In terms of the individual mandate, the parallel argument would be that if inaction -- failure to buy a product -- is considered to be reachable under the commerce clause, then the regulatory power of the Congress would be expanded into a region that would further make the commerce clause infinitely powerful. In Lopez, the Court was willing to draw a line in front of an activity that was not sufficiently related to interstate commerce. I can certainly see another line being drawn, a very bright one it would seem, at the distinction between inactivity and activity.

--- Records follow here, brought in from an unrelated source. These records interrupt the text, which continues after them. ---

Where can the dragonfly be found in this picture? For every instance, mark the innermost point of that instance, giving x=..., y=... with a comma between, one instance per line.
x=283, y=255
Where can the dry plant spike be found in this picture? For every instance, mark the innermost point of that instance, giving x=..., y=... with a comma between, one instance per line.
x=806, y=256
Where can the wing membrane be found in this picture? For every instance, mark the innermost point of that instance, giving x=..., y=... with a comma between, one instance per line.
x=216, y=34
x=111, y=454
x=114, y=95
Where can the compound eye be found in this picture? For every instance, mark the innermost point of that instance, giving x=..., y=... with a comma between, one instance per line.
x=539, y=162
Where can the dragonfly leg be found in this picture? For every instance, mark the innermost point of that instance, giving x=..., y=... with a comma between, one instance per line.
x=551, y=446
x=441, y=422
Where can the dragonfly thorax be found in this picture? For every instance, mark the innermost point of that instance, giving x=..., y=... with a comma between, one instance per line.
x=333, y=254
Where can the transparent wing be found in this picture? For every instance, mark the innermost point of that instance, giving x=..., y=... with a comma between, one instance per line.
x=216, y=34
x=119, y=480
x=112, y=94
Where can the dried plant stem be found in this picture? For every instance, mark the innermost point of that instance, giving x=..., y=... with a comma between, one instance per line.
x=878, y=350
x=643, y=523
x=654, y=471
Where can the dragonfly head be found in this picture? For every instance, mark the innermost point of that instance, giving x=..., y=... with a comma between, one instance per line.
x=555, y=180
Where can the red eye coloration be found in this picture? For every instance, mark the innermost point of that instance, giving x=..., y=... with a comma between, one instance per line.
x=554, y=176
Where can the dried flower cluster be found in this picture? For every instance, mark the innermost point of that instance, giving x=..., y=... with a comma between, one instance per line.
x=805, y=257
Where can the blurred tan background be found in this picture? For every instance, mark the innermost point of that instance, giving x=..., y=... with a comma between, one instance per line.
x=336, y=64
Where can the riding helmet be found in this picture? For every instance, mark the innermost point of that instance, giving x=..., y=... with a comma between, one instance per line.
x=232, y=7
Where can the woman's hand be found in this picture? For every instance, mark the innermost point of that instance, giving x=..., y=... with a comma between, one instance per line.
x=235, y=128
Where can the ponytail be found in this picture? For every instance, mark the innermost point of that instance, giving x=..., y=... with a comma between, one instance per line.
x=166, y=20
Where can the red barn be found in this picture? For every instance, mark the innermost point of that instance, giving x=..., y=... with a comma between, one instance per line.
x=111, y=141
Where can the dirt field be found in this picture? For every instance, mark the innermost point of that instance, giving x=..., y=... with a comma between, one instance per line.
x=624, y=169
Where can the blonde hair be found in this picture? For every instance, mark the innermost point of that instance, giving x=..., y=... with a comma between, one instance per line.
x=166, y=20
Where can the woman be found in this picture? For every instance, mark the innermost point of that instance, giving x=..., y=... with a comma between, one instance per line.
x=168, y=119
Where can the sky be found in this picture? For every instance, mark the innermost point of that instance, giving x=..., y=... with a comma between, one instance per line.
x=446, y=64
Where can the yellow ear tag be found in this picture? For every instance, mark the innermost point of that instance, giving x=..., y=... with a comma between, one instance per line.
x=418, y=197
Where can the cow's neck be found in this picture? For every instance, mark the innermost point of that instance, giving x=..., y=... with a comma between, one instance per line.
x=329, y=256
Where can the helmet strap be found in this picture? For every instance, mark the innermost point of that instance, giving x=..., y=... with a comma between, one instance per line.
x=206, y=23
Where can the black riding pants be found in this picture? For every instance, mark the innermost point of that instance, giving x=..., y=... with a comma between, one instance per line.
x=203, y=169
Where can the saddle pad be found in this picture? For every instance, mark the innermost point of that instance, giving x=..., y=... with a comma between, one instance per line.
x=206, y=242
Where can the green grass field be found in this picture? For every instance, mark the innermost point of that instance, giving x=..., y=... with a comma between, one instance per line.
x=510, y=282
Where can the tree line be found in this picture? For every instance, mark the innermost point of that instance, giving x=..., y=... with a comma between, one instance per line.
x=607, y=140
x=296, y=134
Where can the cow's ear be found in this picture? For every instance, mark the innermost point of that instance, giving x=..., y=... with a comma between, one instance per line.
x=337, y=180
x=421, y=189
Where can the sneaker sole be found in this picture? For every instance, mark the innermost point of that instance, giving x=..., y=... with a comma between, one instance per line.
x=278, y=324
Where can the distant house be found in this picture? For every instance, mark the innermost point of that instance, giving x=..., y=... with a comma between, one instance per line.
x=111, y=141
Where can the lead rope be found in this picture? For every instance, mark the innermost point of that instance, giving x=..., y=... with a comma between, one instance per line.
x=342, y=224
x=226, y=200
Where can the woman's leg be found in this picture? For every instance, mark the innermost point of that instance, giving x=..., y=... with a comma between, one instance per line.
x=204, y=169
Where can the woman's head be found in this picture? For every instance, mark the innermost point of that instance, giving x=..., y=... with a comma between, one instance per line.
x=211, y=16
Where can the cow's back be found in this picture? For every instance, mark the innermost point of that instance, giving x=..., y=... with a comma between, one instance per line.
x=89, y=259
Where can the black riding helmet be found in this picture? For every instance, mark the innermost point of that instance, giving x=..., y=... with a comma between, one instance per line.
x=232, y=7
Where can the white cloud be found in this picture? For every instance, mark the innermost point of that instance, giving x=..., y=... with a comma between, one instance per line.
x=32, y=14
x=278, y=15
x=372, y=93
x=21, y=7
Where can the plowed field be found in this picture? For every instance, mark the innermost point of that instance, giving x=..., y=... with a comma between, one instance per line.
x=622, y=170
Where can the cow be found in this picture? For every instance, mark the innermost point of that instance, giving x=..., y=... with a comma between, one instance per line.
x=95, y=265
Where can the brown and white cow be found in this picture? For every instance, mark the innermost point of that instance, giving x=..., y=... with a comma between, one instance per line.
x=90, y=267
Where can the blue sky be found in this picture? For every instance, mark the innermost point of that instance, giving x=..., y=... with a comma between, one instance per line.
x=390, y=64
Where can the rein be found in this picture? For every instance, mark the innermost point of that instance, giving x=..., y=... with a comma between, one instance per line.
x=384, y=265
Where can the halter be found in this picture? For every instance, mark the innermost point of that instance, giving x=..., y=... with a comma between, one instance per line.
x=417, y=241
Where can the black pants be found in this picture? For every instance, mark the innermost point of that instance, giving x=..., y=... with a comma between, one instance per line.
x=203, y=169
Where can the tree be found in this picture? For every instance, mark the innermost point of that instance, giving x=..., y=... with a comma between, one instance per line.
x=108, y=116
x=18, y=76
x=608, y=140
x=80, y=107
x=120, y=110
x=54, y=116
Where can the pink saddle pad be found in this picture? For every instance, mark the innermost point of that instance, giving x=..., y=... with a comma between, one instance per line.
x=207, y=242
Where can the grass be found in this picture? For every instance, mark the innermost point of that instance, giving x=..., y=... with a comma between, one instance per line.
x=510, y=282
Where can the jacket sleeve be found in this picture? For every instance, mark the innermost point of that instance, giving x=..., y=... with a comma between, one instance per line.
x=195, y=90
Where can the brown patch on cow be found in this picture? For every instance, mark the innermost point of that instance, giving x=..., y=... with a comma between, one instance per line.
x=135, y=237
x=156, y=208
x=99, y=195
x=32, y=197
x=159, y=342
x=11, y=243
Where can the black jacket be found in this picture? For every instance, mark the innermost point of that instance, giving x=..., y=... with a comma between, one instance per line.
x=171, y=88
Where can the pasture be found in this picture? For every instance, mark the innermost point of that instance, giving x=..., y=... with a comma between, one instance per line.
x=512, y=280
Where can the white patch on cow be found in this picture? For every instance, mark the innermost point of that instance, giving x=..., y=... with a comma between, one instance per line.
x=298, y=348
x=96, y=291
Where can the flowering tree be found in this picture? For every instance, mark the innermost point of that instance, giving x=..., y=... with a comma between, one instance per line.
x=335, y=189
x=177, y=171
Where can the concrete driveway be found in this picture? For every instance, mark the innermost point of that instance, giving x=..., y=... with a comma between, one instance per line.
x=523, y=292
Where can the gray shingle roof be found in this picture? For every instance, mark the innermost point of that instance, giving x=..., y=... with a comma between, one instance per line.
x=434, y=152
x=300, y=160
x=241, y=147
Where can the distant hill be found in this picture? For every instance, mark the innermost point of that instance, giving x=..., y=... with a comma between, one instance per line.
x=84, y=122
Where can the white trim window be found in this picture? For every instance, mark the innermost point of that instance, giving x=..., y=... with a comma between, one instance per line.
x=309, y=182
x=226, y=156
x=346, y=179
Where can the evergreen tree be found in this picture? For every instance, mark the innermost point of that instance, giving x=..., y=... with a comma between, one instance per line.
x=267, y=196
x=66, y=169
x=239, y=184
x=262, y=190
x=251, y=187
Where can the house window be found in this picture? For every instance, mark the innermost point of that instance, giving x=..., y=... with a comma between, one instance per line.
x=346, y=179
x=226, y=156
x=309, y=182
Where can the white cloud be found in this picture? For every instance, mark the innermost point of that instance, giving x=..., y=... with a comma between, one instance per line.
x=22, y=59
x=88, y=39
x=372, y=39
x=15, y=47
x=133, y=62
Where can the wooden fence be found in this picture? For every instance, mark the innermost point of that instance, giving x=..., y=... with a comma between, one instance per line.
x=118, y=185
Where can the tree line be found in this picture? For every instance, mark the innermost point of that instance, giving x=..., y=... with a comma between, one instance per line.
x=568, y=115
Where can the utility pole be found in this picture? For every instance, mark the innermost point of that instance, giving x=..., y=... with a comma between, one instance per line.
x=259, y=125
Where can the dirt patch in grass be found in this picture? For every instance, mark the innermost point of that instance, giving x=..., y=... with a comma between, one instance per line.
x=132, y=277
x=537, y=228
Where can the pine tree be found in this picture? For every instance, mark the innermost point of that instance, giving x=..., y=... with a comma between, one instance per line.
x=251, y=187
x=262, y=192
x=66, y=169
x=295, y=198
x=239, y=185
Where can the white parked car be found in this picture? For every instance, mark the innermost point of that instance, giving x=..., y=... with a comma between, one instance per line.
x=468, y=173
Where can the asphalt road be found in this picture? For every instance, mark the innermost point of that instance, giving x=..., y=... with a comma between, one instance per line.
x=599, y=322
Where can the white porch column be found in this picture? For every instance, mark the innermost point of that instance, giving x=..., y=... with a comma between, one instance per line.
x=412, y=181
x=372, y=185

If the mandate is struck down, then some creativity will be required in insurance markets in order to maintain some of the accomplishments of the health care bill, in particular the avoidance of universally-hated insurance policies such as restrictions on pre-existing conditions and indiscriminate premium increases. My next post will get into some of these issues.

1 comment:

John Lott said...

The problem with putting too much weight on the Lopez decision is that Congress quickly re-enacted the law and put in the normal boilerplate language that required prosecutors make a finding that the weapon or the bullets was in someway involved in interstate trade -- a trivial requirement after Wicker. In fact, it was just a simple oversight by Schumer (who wrote the law) in forgetting to put in this clause. The revised law with the paragraph requiring this finding is still in place today and no one would think of challenging it. The court's decision was really over whether the government could enforce these regulations without first making this type of finding. I really wish that the decision was as clear as it appears to be in what you quote from the Lopez decision.